The Ratio Test looks at the ratio of terms of the series to make a determination of convergence or divergence. This test may be useful when the terms or the series have factorials or powers of $\begin{aligned} n \end{aligned}$ .
::比率测试查看系列条款的比例,以确定趋同或差异。

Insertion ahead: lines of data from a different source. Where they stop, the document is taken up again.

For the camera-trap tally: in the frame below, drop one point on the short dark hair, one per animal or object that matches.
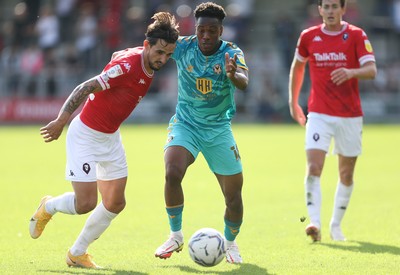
(342, 3)
(164, 27)
(210, 9)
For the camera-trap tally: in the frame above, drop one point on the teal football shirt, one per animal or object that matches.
(205, 93)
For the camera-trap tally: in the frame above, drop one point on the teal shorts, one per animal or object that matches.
(218, 147)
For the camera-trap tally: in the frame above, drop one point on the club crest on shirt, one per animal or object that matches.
(114, 71)
(217, 69)
(204, 85)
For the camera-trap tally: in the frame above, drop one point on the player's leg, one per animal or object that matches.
(111, 173)
(343, 193)
(348, 139)
(231, 187)
(319, 132)
(113, 202)
(176, 159)
(223, 157)
(180, 153)
(313, 195)
(79, 168)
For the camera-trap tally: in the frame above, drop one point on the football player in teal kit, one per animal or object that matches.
(209, 72)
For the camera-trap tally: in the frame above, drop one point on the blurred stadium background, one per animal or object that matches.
(47, 47)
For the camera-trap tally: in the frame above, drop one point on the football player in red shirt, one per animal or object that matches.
(338, 55)
(96, 158)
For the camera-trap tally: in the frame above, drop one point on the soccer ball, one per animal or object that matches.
(207, 247)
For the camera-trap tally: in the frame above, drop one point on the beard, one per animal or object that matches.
(154, 67)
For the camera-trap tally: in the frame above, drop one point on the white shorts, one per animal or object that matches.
(93, 155)
(346, 132)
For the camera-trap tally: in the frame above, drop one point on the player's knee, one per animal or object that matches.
(234, 203)
(85, 206)
(115, 206)
(173, 174)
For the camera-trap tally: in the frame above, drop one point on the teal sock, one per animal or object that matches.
(175, 217)
(231, 229)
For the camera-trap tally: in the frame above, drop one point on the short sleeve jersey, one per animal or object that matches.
(125, 82)
(326, 51)
(205, 93)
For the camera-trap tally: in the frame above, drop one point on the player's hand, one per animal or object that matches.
(341, 75)
(52, 131)
(230, 65)
(297, 114)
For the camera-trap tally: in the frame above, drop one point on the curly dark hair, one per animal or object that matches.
(342, 3)
(210, 9)
(164, 27)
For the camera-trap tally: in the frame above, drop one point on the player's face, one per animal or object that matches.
(158, 54)
(208, 31)
(331, 13)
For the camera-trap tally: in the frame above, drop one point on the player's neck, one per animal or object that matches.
(334, 27)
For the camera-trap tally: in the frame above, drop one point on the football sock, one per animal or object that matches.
(231, 230)
(342, 198)
(177, 235)
(64, 203)
(95, 225)
(175, 217)
(313, 199)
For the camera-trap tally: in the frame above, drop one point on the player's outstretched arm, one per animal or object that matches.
(296, 78)
(53, 130)
(238, 76)
(367, 71)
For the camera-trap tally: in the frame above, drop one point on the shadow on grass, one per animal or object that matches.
(241, 269)
(103, 271)
(364, 247)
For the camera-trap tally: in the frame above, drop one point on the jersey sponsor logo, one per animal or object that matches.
(127, 66)
(368, 46)
(330, 56)
(317, 38)
(114, 71)
(86, 168)
(204, 85)
(217, 69)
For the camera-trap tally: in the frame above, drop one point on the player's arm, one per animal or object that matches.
(238, 76)
(367, 71)
(296, 78)
(53, 130)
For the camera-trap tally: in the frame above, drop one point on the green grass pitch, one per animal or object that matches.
(272, 238)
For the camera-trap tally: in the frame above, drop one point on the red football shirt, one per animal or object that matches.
(326, 51)
(125, 82)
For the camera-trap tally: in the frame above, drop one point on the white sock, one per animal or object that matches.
(313, 199)
(342, 198)
(229, 243)
(95, 225)
(177, 235)
(64, 203)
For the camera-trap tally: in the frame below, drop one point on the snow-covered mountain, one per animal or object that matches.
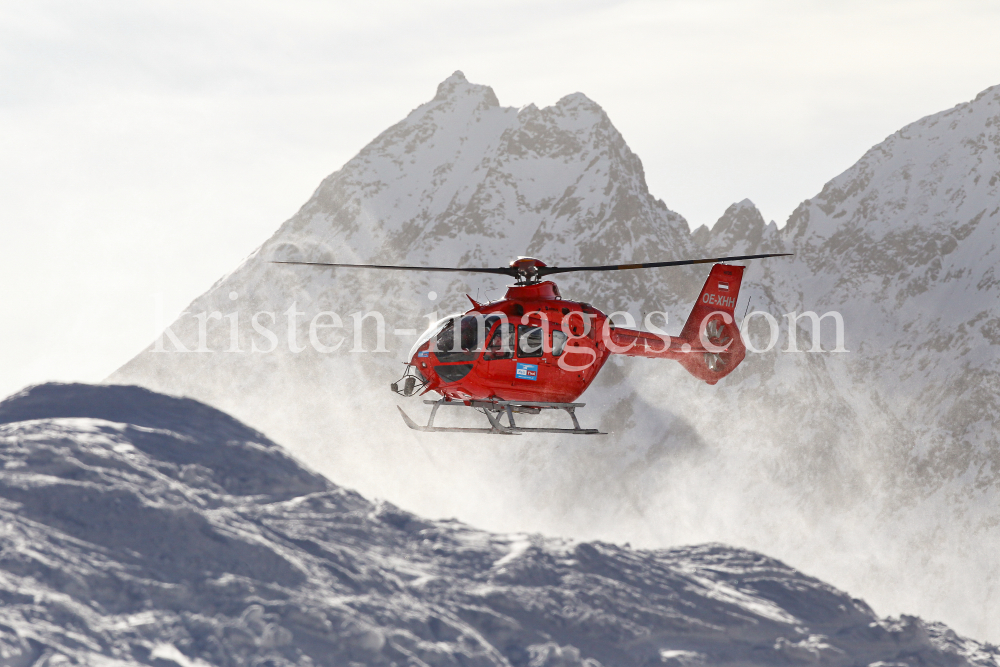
(151, 530)
(804, 455)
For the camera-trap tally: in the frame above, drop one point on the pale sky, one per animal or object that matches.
(146, 148)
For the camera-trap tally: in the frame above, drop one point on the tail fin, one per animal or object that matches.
(711, 330)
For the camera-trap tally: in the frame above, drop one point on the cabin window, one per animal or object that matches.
(501, 345)
(558, 342)
(530, 340)
(465, 343)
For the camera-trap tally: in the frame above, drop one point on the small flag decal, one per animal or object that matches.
(526, 372)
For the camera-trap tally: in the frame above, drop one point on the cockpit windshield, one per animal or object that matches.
(458, 338)
(431, 332)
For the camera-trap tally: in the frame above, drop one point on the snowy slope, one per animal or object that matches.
(806, 456)
(145, 529)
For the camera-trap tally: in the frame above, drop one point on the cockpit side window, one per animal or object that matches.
(463, 339)
(530, 340)
(558, 342)
(501, 345)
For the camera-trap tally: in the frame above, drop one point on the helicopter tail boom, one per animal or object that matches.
(709, 346)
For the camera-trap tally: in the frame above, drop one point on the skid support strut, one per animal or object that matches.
(493, 411)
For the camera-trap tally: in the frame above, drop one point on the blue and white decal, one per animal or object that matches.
(526, 372)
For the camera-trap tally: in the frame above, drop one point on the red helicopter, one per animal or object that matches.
(534, 350)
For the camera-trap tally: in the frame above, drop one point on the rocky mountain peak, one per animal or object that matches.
(457, 86)
(740, 230)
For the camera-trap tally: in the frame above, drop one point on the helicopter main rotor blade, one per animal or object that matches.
(503, 270)
(549, 270)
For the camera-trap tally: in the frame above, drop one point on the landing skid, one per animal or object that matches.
(493, 410)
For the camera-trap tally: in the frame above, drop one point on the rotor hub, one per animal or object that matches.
(527, 269)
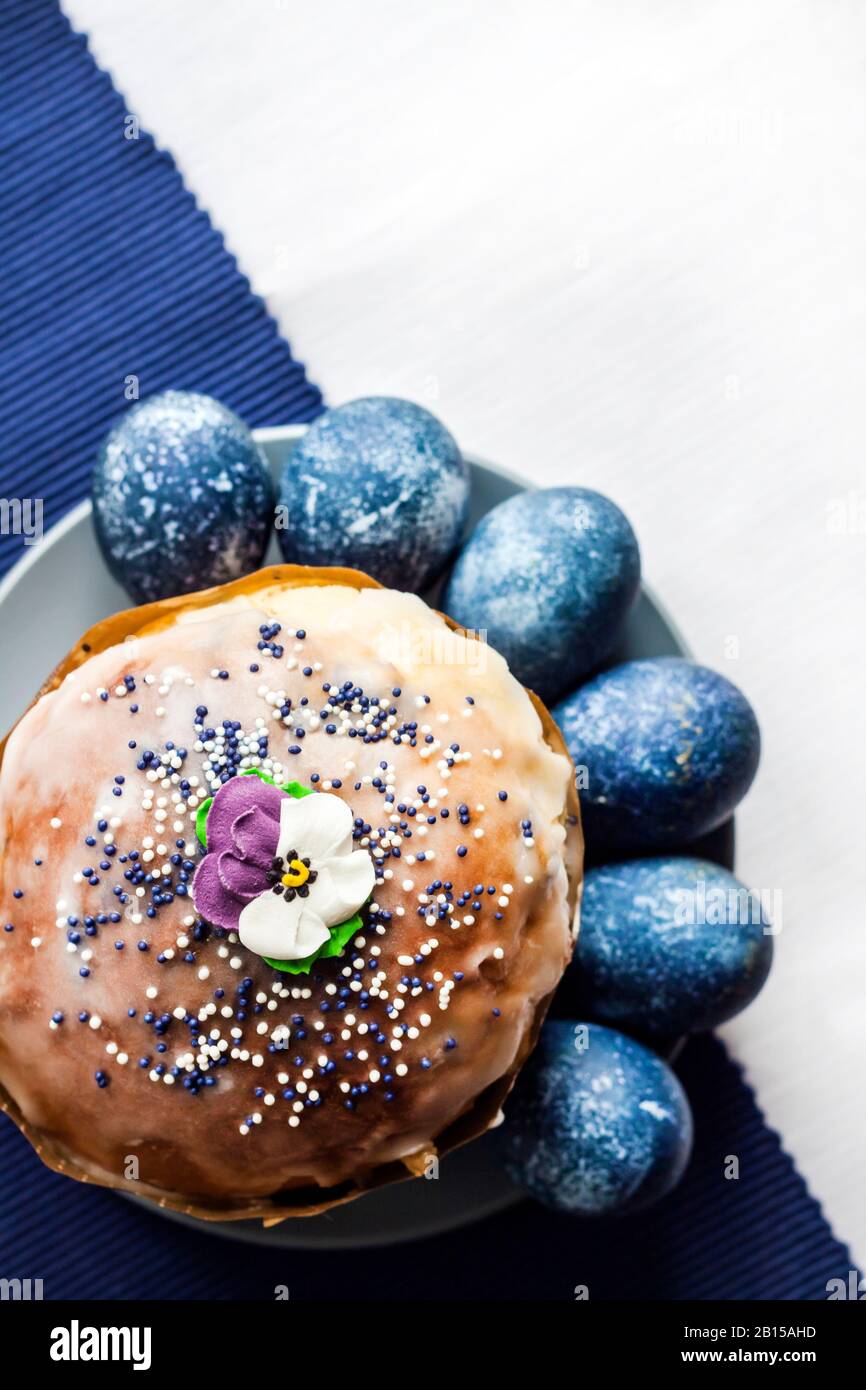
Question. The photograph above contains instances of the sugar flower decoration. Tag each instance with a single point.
(281, 870)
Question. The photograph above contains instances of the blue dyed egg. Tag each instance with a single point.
(597, 1123)
(667, 748)
(549, 577)
(377, 485)
(182, 496)
(667, 947)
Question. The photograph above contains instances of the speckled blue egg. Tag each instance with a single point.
(667, 947)
(669, 749)
(549, 577)
(597, 1123)
(377, 485)
(182, 496)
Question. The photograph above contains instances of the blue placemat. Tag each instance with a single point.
(110, 273)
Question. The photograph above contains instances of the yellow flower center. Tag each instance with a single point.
(296, 875)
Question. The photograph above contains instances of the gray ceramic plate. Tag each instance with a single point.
(67, 584)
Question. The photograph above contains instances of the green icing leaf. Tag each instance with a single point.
(202, 820)
(339, 938)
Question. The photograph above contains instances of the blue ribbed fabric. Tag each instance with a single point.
(109, 270)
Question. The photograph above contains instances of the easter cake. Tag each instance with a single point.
(289, 873)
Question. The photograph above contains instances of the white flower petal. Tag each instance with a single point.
(316, 826)
(350, 881)
(282, 930)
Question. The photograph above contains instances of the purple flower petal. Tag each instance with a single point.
(210, 898)
(232, 799)
(256, 834)
(239, 879)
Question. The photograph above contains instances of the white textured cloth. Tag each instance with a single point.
(617, 246)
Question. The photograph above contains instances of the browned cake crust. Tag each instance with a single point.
(142, 1034)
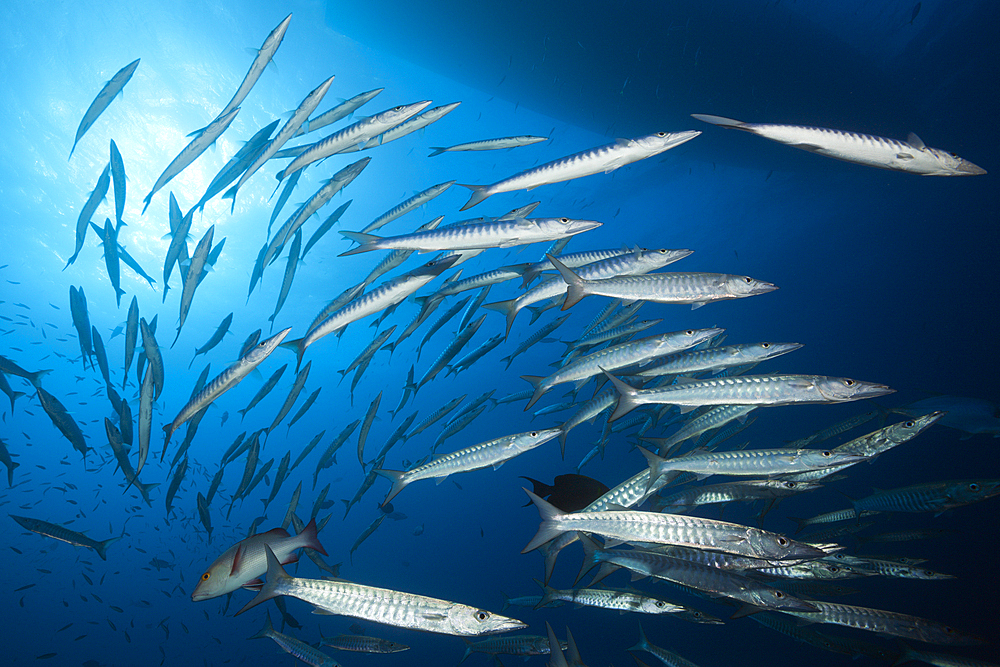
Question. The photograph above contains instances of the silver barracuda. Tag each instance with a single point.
(387, 294)
(339, 112)
(680, 530)
(492, 234)
(415, 123)
(264, 55)
(225, 381)
(307, 653)
(639, 352)
(352, 135)
(886, 623)
(381, 605)
(191, 152)
(637, 262)
(760, 390)
(696, 289)
(97, 195)
(287, 131)
(413, 202)
(66, 535)
(486, 454)
(594, 161)
(711, 580)
(717, 358)
(335, 184)
(911, 155)
(103, 100)
(490, 144)
(362, 644)
(750, 462)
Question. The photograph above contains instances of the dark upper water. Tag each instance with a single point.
(884, 276)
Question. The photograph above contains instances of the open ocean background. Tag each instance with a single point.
(884, 276)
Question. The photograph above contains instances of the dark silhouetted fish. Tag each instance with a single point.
(569, 492)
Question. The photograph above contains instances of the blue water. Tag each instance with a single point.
(884, 276)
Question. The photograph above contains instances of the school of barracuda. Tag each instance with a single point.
(644, 523)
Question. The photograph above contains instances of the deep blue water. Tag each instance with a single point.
(883, 276)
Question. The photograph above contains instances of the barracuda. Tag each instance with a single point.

当术语或系列具有n的系数或权力时,这一测试可能有用。

The Ratio Test is as follows:
::比率测试如下:

Let $\begin{aligned} \sum_{n = 1}^{\infty} a_{n} \end{aligned}$ be a positive term series (i.e., $\begin{aligned} a_{n} > 0 \end{aligned}$ ) .
::让我们让“n=1”成为正术语序列(即 an>0) 。

If $\begin{aligned} lim_{n \to \infty} \frac{a_{n + 1}}{a_{n}} = L < 1 \end{aligned}$ , then the series is convergent.
::如果limnan+1an=L<1,则序列为集合。

If $\begin{aligned} lim_{n \to \infty} \frac{a_{n + 1}}{a_{n}} = L > 1 \end{aligned}$ , then the series is divergent.
::如果 limnan+1an=L>1, 那么序列是不同的。

If $\begin{aligned} lim_{n \to \infty} \frac{a_{n + 1}}{a_{n}} = 1 \end{aligned}$ , then the series may be convergent or divergent; another test is needed.
::如果 limnan+1an=1, 则该序列可以是会合或相异的; 需要另外测试。

Note that this test may be helpful when $\begin{aligned} a_{n} \end{aligned}$ has factorials or powers of $\begin{aligned} n \end{aligned}$ .
::请注意,当某一因素或权力为n时,本检验标准可能有所帮助。

Let's use the ratio test to determine if the series $\begin{aligned} \sum \frac{3^{n}}{n!} \end{aligned}$ converge or diverge.
::让我们使用比率测试来确定序列 3 nn! 集合还是偏离。

The series $\begin{aligned} \sum \frac{3^{n}}{n!} \end{aligned}$ is a positive term series with $\begin{aligned} a_{n} = \frac{3^{n}}{n!} \end{aligned}$ .
::系列 =3nn! 是一个正数术语序列使用 an=3nn!

Using the Ratio Test we have,
::使用我们的比数测试,

\begin{aligned} lim_{n \to \infty} \frac{a_{n + 1}}{a_{n}} & = lim_{n \to \infty} \frac{\frac{3^{n + 1}}{(n + 1)!}}{\frac{3^{n}}{n!}} \\ = lim_{n \to \infty} \frac{3^{n + 1}}{3^{n}} \frac{n!}{(n + 1)!} \\ = lim_{n \to \infty} \frac{3}{n + 1} \\ = 0 \end{aligned}

::=======================================================================================================================================================================================================================================================================================================================================================================================================================================================================================================

By the Ratio Test, the series $\begin{aligned} \sum \frac{3^{n}}{n!} \end{aligned}$ is convergent.
::以比数测试为基准,序列 ====================================================================================================================================================================================================================Y===============================================================================================================================================================================================================================================================================================

The Ratio Test is not always conclusive, and the following problems illustrate why there is a need to recognize series types and learn alternative methods for determining convergence.
::比率测试并不总是有结论性的,以下问题说明为什么需要承认系列类型,并学习其他方法确定趋同。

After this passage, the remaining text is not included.